O crescimento exponencial das plataformas digitais de comunicação, como Discord e Telegram, transformou profundamente as dinâmicas sociais contemporâneas. Tais ambientes virtuais possibilitam interação instantânea, formação de comunidades globais e circulação descentralizada de informações. Contudo, essas mesmas características também favorecem a prática de ilícitos, inclusive aqueles envolvendo usuários menores de idade, o que levanta um debate jurídico relevante acerca da responsabilidade das plataformas digitais e, sobretudo, de seu dever de prevenção.
No ordenamento jurídico brasileiro, a responsabilidade das plataformas é tradicionalmente analisada à luz do Marco Civil da Internet (Lei nº 12.965/2014), que adota como regra a responsabilidade subjetiva dos provedores de aplicação. Segundo o artigo 19, a responsabilização civil ocorre apenas quando, após ordem judicial específica, a plataforma deixa de remover conteúdo ilícito. Esse modelo visa proteger a liberdade de expressão e evitar mecanismos de censura prévia. No entanto, esse regime geral não pode ser interpretado de forma isolada quando estão em jogo os direitos de crianças e adolescentes.
A Constituição Federal, em seu artigo 227, e o Estatuto da Criança e do Adolescente (ECA) consagram o princípio da proteção integral e da prioridade absoluta, impondo à família, à sociedade e ao Estado o dever de garantir o desenvolvimento seguro de menores. No ambiente digital, esse dever se estende às plataformas tecnológicas, que exercem papel central na mediação das interações sociais. Assim, ainda que não sejam autoras diretas dos crimes, as plataformas não podem adotar postura meramente passiva diante de riscos previsíveis que afetam usuários vulneráveis.
Plataformas como Discord e Telegram, marcadas por estruturas de grupos fechados, canais privados e criptografia, apresentam desafios específicos à moderação de conteúdo. Nesses espaços, já foram identificadas práticas como aliciamento de menores, exploração sexual, incentivo à automutilação, disseminação de discurso de ódio e organização de atos violentos.
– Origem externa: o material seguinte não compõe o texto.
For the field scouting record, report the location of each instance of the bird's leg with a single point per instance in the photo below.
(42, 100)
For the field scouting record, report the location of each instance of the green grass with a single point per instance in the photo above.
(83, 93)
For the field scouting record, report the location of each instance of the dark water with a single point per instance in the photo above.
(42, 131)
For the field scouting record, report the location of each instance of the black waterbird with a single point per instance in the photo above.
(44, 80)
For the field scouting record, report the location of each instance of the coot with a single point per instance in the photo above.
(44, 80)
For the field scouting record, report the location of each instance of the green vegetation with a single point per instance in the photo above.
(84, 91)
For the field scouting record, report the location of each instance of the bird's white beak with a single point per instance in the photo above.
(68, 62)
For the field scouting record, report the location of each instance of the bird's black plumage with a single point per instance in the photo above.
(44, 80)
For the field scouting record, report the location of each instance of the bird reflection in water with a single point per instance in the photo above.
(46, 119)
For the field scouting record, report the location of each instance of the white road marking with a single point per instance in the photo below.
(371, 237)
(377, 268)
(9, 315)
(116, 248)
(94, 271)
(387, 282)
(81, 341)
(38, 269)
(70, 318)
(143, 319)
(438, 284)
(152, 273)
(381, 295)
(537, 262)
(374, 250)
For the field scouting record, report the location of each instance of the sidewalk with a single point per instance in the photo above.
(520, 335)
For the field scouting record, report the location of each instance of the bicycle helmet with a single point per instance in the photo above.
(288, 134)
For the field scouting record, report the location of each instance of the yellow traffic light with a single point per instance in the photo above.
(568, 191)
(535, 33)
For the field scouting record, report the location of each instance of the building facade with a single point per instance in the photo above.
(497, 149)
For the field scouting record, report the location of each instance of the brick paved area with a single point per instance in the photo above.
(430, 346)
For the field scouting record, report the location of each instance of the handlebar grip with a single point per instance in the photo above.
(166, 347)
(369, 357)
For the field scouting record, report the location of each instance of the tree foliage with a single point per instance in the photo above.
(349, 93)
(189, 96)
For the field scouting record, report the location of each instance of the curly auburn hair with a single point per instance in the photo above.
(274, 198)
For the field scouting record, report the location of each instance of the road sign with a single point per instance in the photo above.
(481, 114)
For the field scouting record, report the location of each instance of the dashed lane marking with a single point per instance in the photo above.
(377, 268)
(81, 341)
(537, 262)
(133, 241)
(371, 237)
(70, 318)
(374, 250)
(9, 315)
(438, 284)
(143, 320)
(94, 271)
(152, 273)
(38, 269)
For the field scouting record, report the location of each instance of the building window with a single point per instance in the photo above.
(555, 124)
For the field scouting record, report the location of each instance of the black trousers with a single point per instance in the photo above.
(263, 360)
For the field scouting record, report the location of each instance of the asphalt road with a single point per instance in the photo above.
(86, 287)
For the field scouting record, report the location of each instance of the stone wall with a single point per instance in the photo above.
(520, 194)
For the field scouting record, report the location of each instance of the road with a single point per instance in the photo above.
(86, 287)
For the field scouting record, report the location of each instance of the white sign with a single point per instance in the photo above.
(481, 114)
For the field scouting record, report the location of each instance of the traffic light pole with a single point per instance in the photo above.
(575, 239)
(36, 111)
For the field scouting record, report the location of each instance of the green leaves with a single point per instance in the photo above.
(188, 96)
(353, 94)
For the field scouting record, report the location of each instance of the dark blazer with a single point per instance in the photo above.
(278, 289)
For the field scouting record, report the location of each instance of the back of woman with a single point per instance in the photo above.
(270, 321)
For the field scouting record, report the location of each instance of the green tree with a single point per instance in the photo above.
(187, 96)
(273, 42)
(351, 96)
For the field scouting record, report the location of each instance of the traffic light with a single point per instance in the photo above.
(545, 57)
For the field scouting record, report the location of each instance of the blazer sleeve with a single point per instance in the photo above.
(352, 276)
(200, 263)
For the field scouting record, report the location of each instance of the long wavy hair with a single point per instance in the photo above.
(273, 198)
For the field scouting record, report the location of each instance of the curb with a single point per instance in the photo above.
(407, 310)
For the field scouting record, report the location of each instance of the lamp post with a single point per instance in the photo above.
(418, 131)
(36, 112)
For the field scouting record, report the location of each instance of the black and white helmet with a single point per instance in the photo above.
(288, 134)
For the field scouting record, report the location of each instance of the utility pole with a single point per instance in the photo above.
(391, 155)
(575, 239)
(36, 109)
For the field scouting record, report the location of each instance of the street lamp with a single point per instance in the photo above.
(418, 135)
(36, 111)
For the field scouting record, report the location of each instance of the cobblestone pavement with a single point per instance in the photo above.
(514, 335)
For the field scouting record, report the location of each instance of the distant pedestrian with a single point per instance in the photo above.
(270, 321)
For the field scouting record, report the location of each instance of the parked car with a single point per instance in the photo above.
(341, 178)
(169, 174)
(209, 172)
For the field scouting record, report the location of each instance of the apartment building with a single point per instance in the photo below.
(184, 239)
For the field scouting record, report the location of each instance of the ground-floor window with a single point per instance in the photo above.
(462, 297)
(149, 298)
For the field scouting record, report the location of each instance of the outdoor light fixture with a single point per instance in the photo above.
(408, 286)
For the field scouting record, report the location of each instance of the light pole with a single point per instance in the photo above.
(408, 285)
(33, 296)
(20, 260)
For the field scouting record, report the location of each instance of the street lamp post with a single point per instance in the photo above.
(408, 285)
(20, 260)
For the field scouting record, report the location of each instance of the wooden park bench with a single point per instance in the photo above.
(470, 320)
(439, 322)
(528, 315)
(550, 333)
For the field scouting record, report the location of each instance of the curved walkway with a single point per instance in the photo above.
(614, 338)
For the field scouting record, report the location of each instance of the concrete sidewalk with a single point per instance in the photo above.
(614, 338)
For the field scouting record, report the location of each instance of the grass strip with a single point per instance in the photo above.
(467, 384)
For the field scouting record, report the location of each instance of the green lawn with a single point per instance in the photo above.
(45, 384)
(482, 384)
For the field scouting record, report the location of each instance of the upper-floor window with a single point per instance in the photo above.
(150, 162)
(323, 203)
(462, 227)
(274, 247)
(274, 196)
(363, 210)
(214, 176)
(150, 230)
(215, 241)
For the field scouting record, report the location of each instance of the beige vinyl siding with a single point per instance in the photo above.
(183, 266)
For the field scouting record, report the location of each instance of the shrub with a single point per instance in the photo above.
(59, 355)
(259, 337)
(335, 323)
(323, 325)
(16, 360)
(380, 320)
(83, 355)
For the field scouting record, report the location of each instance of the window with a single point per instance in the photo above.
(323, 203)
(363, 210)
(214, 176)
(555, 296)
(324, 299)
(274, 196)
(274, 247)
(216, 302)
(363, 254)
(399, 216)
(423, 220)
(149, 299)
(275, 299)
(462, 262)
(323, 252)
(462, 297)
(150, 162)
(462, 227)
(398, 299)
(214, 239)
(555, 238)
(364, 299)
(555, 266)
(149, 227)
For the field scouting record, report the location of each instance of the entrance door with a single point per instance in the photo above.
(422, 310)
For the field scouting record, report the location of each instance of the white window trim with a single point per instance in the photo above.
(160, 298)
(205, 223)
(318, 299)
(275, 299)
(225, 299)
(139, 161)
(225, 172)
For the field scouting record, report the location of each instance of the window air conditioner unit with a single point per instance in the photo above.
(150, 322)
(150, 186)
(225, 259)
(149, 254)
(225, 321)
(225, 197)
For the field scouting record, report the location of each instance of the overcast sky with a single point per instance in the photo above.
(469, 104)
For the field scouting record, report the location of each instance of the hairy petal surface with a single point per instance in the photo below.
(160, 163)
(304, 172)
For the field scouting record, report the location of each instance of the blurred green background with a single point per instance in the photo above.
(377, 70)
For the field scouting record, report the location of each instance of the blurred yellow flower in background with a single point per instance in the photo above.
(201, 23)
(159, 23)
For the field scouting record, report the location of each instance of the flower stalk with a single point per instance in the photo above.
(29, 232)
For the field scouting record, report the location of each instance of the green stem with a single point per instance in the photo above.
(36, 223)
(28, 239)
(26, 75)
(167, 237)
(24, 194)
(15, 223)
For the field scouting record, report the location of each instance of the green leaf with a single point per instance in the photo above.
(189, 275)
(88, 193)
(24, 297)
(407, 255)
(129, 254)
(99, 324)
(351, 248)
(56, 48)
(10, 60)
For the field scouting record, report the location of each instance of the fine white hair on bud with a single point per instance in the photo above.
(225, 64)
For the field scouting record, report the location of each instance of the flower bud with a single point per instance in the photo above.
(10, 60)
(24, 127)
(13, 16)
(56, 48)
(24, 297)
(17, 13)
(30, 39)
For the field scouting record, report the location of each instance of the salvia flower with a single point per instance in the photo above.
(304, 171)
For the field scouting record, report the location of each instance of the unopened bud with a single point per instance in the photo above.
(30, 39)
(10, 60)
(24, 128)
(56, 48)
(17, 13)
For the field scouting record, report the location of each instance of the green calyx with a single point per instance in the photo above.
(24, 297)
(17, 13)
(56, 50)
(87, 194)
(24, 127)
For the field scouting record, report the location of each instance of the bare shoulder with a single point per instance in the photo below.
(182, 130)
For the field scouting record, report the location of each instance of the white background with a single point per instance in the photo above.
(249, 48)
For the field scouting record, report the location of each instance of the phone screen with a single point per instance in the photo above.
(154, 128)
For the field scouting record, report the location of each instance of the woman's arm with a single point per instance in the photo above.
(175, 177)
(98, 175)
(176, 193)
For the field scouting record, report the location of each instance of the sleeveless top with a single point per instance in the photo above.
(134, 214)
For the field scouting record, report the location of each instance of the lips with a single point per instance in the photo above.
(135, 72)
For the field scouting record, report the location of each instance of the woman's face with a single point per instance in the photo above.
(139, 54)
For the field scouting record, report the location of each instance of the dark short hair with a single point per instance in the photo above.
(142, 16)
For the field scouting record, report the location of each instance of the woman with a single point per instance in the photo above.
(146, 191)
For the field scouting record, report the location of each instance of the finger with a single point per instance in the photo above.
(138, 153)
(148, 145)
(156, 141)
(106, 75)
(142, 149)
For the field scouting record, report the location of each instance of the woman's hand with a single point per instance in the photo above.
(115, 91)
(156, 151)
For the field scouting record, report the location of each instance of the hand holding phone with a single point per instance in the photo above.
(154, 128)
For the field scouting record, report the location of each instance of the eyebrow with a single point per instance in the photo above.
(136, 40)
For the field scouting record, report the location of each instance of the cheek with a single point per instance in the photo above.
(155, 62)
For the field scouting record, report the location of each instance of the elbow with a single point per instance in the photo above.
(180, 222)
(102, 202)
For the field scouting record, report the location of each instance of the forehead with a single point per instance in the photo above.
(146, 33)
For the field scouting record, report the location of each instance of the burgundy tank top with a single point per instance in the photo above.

Diante
desse cenário, ganha relevância a discussão sobre o papel preventivo das plataformas, que vai além da simples remoção de conteúdos após denúncia ou decisão judicial.
O dever de prevenção pode ser compreendido como um dever de cuidado, compatível com a capacidade técnica e econômica das plataformas. Isso inclui a adoção de mecanismos eficazes de moderação, como sistemas de denúncia acessíveis, resposta célere a conteúdos manifestamente ilícitos, políticas claras de uso e sanções internas contra usuários infratores. Ademais, medidas de verificação etária, limitação de acesso a determinados conteúdos e monitoramento de padrões de comportamento de risco são instrumentos que podem reduzir significativamente a exposição de menores a práticas criminosas.
A ausência ou insuficiência dessas medidas pode caracterizar negligência, especialmente quando a plataforma tem conhecimento prévio de riscos recorrentes em seus ambientes. Nesses casos, ainda que o Marco Civil da Internet restrinja a responsabilização automática, é possível discutir a responsabilidade civil com base em outros fundamentos jurídicos, como a violação de deveres de proteção, a falha na prestação do serviço e o desrespeito aos direitos fundamentais de crianças e adolescentes.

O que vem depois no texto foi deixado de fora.